La casa da cobijo a variopintos pequeños placeres. Uno es contemplar como asciende la pila de los libros leídos o por observar en la mesa auxiliar de la sala, sobre el asiento de una apero o en el mismo suelo. Inclinar la comienzo para observar lomos, ver que títulos soportan a otros, calibrar los pendientes, coronarlos con una portada atractiva... Y cuando la columna libresca empieza a oscilar y peligrar por desplome, se impone la tarea de organizarlos en la repisa. Este mueble de almacenamiento que tiende a la cuadrícula y lo racional cuenta, no obstante, con ejemplares que se salen del papel pautado y proponen otras geometrías y formas poético-funcionales.
¿Enjaulados? Golden Gage de Vincenzo de Cottis, para Ceccotti. Barillas de latón cepillado a mano
El reputado creador Olafur Eliasson, en la Secret Cubic Shelves aborda el diseño como la investigación de la geometría oculta. “Lo que hace que los estantes sean tan especiales – explica Eliasson- es que están construidos en torno a la partida y, por lo tanto, reflejan una geometría oculta que elude la comprensión inmediata. Internamente de su estructura de filigrana, llevan las huellas de debates pasados y albergan futuros aún no pensados”.
Como un violín. Crotto de Thomas Defour para 13Desserts. Madera contrachapada hueca
Ideadas por diseñadores-artistas que prefieren no renuncian a ningún edicto, proponen siempre una posibilidad útil. Son diseños donde predomina el pensamiento inquieto y libertado o de trasfondo narrativo, en consonancia con su cometido de contener humanidades. La repisa Crotto de Thomas Defour, construida en madera contrachapada bajo demanda, se inspira en la fabricación de violines, como un objeto hueco y orgánico que parece masivo. La japonesa Arashiyama recrea la medio de un paseo por un bosque de bambú de Kioto, la disposición rítmica de los árboles y la luz que fluye entre estos.

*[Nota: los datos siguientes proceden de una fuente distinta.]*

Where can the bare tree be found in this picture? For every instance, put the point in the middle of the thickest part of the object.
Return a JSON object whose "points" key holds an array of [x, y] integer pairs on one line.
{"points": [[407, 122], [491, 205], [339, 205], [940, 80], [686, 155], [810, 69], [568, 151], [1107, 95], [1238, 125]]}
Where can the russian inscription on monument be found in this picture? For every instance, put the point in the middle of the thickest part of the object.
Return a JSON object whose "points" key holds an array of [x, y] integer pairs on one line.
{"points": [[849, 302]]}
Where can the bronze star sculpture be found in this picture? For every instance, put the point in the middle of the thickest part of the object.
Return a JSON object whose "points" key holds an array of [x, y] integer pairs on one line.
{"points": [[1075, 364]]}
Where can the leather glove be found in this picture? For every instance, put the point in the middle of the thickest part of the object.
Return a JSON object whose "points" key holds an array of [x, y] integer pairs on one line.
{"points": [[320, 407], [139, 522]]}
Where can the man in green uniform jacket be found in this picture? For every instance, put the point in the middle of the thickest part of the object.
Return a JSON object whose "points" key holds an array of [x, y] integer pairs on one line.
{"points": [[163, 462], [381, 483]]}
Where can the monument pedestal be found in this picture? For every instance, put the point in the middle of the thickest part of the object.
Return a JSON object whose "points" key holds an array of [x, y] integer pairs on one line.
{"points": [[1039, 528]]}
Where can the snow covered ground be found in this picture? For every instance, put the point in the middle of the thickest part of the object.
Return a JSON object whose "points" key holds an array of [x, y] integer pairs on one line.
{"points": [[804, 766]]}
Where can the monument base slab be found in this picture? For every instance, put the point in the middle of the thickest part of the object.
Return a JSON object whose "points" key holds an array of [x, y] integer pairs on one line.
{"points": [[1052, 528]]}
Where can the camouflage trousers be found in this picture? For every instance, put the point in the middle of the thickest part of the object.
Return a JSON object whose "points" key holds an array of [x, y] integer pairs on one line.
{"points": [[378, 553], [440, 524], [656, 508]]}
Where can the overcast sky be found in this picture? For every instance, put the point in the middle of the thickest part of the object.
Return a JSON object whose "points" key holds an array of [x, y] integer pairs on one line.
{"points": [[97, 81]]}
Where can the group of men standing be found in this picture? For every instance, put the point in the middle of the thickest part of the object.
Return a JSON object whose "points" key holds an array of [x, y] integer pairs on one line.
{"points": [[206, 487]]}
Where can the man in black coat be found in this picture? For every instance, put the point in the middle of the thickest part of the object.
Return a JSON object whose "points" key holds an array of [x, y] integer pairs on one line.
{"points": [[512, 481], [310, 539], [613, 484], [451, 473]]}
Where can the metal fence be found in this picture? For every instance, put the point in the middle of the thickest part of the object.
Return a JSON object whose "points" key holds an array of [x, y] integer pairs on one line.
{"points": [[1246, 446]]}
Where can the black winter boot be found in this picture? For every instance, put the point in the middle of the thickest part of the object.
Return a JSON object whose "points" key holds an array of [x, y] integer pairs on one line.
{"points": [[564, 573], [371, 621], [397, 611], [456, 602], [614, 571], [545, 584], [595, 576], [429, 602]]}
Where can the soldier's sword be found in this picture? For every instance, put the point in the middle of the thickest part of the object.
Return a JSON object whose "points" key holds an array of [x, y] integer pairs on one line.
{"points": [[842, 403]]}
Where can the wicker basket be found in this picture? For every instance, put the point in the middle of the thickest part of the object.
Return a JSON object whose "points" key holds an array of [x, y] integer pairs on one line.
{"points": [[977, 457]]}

Pyramid de Bram Vanderbeke y Wendy Andreu. MDR Gallery. Láminas de aluminio encajadas sin fijaciones
Pyramid de Wendy Andreu y Bram Vanderbeke, con planchas de aluminio industrial encajadas, se erige en escultura minimalista que ocupa el espacio con porte arquitectónico. Uno de los influencia del diseño contemporáneo se focaliza en disminuir al mayor el material utilizado en la construcción de objetos. Martin Breuer-Bono se planteó cuanta madera se requiere para sostener libros. Con una maya de abedul inclinada anclada a la muro, replantea la tipología con nueva posibilidad física y óptica.
Las ediciones más lujosas recurren a metales nobles como el latón bruñido o patinado. En la mazmorra dorada creada por Vincenzo de Cottis (dos metros de categoría y presencia), el entramado de varillas sugiere al favorecido la reunión creativa de volúmenes. La repisa Ptolomeo, ya un diseño icónico, retoma el placer de contemplar los libros apilados. Creada por Oscuro Rainaldi en el 2004, fue merecedora ese año del prestigioso premio ADI Compasso d’Oro. Autoportante, el sistema de ues de espada en columna evita el descalabro de la pila de libros.
Apilar con seguridad. Ptolomeo de Oscuro Rainaldi para Opinion Ciatti. De espada autoportante, es ya un diseño icónico
El estudio de la resistor y de la geometría es parte principal de la disciplina del diseño. Pero, ¿cómo se alcanza una geometría oculta? Olafur Eliasson especifica que para ganar a ella en su estantería se han girado dos cubos idénticos a lo extenso de un eje diagonal popular hasta que las aristas de los dos cubos se dividen según la proporción áurea. Dibujar líneas donde las caras se cruzan (y cortar el resto) deja un poliedro compuesto por doce caras triangulares. Es un módulo inventado por Einar Thorsteinn (1942–2015) y desarrollado como uno de los numerosos estudios geométricos que Eliasson y Thorsteinn realizaron en el estudio de Berlín, y que está relacionado con la investigación iniciada por R. Buckminster Fuller abriles ayer. Letras científica para matemáticos y poetas.
Arashiyama de Time&Style. Madera de cajiga torneada.